'But' is a short word that is sometimes asked to do an awful lot of work.
In Saturday's Guardian Review supplement (30th May), Dr Rachel Clarke tells of her time as a Covid-19 doctor. 'Behind the statistics the pandemic unfolds one human being at a time', she writes. Hers is the story of one such person, an old man dying in a Covid-19 ward, and of his sons, dazed and confused, witnessing the last hours of their father's life.
'You could argue', she says, 'that there was little point to a man like Winston' - he was old, unproductive, and probably near the end of his life anyway. Others should take precedence, the argument might continue, the young, the productive, those with more life to live than Winston.
'But,' she continues, 'to those of us close up to this dreadful disease - who see, as we do, the way it suffocates the life from you - such judgments are grotesque'. It is easy to see why she thinks this, and Clarke's account of the bewilderment of Winston's sons as they see their father's life slipping away, and their determination that he not become just another statistic in Number 10's 5 p.m. press conference, is heartrendingly powerful.

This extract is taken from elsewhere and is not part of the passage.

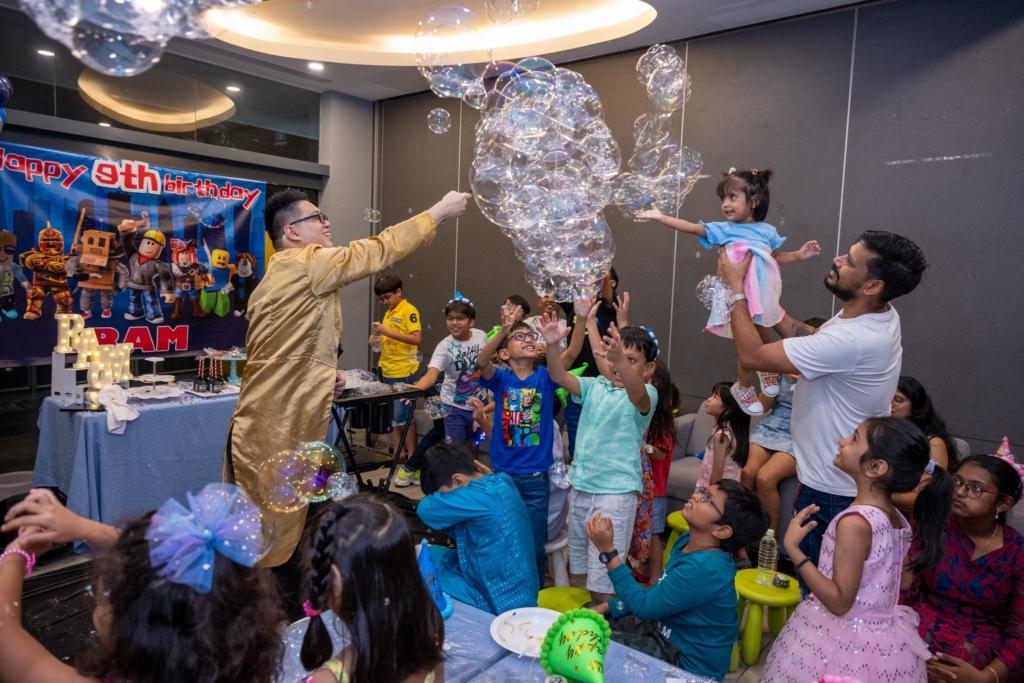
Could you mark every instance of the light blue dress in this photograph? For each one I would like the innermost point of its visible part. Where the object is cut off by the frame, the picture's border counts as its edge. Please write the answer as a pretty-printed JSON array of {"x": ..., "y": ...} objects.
[{"x": 772, "y": 433}]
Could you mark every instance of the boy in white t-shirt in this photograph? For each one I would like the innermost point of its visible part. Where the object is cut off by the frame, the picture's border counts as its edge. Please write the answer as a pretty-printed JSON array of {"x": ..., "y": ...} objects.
[{"x": 848, "y": 369}]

'The moment we rank life according to who most "deserves" it,' writes Dr Clarke, 'we have crossed into a realm I don't want to be a part of'.
But this is a realm none of us can escape from, not even Dr Clarke.
The lockdown Clarke thinks should continue for fear of a second Coronavirus wave has caused its own casualties. The 1.5 million Britons who haven't eaten for a whole day during lockdown, those unable to work from home, those whose operations have been cancelled or postponed, the women and young people who will do worst out of lockdown, the victims of a spike in domestic abuse, and the sufferers of extreme social isolation - all these are victims of Covid-19 too.
Are the lives of these people less deserving than Winston's? I honestly don't know, but in writing so powerfully in favour of Winston and those like him, Dr Clarke is surely in the business of 'ranking life' - as are we all, like it or not.